Detalhes da Investigação
A 3ª Delegacia de Polícia (3ª DP) conduz a investigação. Linhas investigativas indicam que o jovem, de 18 anos, pode ter sido o mandante do assassinato.
Alegações da Defesa
O advogado Willian Frata representa o jovem. Ele nega a participação do cliente no crime. Frata assegura que irá provar a inocência do suspeito. Ao Jornal Midiamax, o advogado destacou a falta de provas concretas para a prisão.
Willian Frata afirma não haver evidências robustas. “Não tem provas suficientes”, disse ele. O advogado menciona apenas uma investigação em andamento. Ele refuta a ideia de seu cliente ser o mandante intelectual.
A defesa alega inexistência de provas como:
- Interceptações telefônicas.
- Conversas de WhatsApp.
- Testemunhas diretas da autoria.
O jovem deveria prestar esclarecimentos por videoconferência em 27 de maio. Contudo, o mandado de prisão levou o advogado a solicitar a revogação. “Entramos com pedido de revogação da prisão e estaremos aguardando”, explicou Frata. Ele justifica a ação pela ausência de provas robustas no inquérito.
Denúncias de Ameaças
O Jornal Midiamax acessou capturas de tela exclusivas. Elas mostram supostos clientes sendo torturados pelo jovem de 18 anos. Um vídeo circulou no status do WhatsApp. Nele, um rapaz aparecia amarrado e de cueca, com a legenda “Pego de exemplo”.
Essas imagens foram enviadas à defesa. Os advogados, por sua vez, afirmaram que os registros são falsos. A defesa sugere outra tese para a morte de Matheus. Ele poderia ter sido morto por um de seus próprios clientes. As cobranças truculentas seriam o motivo.
O advogado afirmou: “Qualquer pessoa pode ter matado o Matheus”. Isso se deve ao grande volume de cobranças e desentendimentos. A defesa ressalta a complexidade das relações financeiras envolvidas.
O Cenário da Dívida
O crime ocorreu em 22 de maio, por volta das 6h30. Matheus estava em sua casa, no Parque dos Novos Estados. Dois homens invadiram o imóvel e o executaram com tiros de pistola 9 mm. O portão da residência estava encostado.
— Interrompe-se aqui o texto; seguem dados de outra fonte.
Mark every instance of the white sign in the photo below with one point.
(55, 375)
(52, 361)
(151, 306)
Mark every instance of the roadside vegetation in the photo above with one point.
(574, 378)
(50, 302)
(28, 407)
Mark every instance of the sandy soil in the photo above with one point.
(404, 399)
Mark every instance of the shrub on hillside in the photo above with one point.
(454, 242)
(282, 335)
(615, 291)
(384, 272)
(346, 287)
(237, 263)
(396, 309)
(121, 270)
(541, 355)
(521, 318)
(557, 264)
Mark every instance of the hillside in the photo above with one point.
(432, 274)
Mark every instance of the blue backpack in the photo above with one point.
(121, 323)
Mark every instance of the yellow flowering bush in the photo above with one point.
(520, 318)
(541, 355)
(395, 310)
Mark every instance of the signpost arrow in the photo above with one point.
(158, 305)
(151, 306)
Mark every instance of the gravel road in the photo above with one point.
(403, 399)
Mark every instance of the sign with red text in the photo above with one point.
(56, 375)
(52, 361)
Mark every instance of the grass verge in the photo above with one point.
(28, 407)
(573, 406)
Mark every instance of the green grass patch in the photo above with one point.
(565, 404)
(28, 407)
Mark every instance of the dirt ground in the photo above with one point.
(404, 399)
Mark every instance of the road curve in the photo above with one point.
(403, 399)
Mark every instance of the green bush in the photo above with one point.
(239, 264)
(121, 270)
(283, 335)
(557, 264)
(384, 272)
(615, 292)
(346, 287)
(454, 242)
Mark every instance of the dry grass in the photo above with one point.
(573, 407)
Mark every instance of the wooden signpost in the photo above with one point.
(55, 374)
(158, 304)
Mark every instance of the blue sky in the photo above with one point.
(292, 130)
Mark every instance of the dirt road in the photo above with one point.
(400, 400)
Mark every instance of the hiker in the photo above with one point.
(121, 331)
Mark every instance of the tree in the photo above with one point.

O Corpo de Bombeiros confirmou o óbito de Matheus no local. Viaturas da Polícia Militar (PM) e do Batalhão de Choque foram acionadas. Cerca de 13 cápsulas de munição foram recolhidas. A motivação inicial apontava para uma dívida de R$ 600 mil.
A informação era que Matheus havia emprestado o dinheiro ao suspeito. Contudo, a defesa corrigiu este ponto. Willian Frata esclareceu que os R$ 600 mil era o valor total. Este montante estava “na praça”, emprestado por ambos. Eles mantinham negócios juntos.
O investigado começou a trabalhar com Matheus aos 16 anos. Ele era o responsável pelas cobranças. Frata reforça que “Os R$ 600 mil eram espalhados pela praça; ambos emprestavam”. A defesa descreve os dois como amigos. Eles até viajaram juntos para a praia.